In selling a house, the seller has a number of responsibilities that they must consider. For example, they will certainly need to tell the perspective buyer if there any faults with the home. Inspections and other practices can reveal a great deal, regardless of what the seller chooses to reveal, but it is still a responsibility of that seller to offer full disclosure.
- Does this include telling a potential buyer if a home is haunted?
- The answer is going to surprise you. To appreciate the answer in full, you are going to want to look closely at cases such as Stambovsky v. Ackley.
- What Is the Ghostbusters Ruling?
Whether or not there is existence beyond death is not for this article to decide. We can’t tell you if the paranormal is for real. However, we can tell you that ghost and haunted house culture in our society is profound. For example, even if you are an unshakable atheist, absolutely convinced that we only get one trip around the game of life, you still have to consider the potential paranormal beliefs of others. If you are going to sell someone a house, and you know that the house has a history of being “haunted”, if only in terms of the perceptions of others, then it is your responsibility to disclose that to a potential seller.

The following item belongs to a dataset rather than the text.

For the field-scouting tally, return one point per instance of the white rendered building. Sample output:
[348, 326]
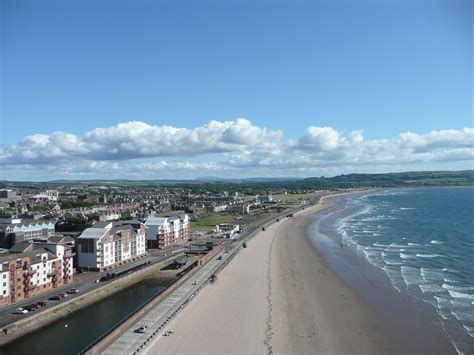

All of this sounds ridiculous, but it is not without legitimate legal precedent. Furthermore, you will also find that the law tends to favor haunted houses against plaintiffs in lawsuits, provided it can be proven that the individual was injured through their understanding of what the haunted house would entail.
A lot of this stuff can be traced back to a ruling that has since become known as the Ghostbusters Ruling. Also known as Stambovsky v. Ackley, the Ghostbusters Ruling essentially made it clear that if an individual had established in some form or fashion that their home was haunted, they would be required to tell a potential buyer about that later on. The law, basically states that if your house is considered to be legally haunted (Helen Ackley had reported her home to both Reader’s Digest and the local paper), then you have a responsibility to tell a potential buyer. In this case, the buyer was Jeffrey Stambovsky.
When Stambovsky discovered the home was haunted, he did two things.
Stambovsky v. Ackley Details
Upon learning that the house was considered to be haunted, Stambovsky made two gestures. The first gesture involved filing an action to basically call the whole thing off. The second thing he did was sue for the damages that were incurred through what he perceived to be fraudulent representation through Ackley and her real estate company.
The New York Supreme Court dismissed his action. Stambovsky opted to appeal. This was heard in the New York Supreme Court’s Appellate Division. The majority opinion would wind up siding with Stambovsky. This opinion essentially stated that if haunted claims on a house had been in one or more national publications, then the seller could not fail to disclose that information later on. You can’t sell a house that you know is haunted, without disclosing the information. However, you can sell a house that you don’t think is haunted. If a potential buyer asks, you are under no directive to provide a concrete answer. Interestingly enough, the dissenting opinion insisted on strictly utilizing caveat emptor, the principle that the duty is on the buyer to discover any issues associated with any purchase.
Other Legal Considerations Regarding Haunted Houses
The aftermath of the case mentioned above has proven to be absolutely fascinating. The ruling continues to be upheld, and it has become a staple of textbooks, classrooms, and elsewhere.
The bottom line when selling a home, full disclosure remains vital.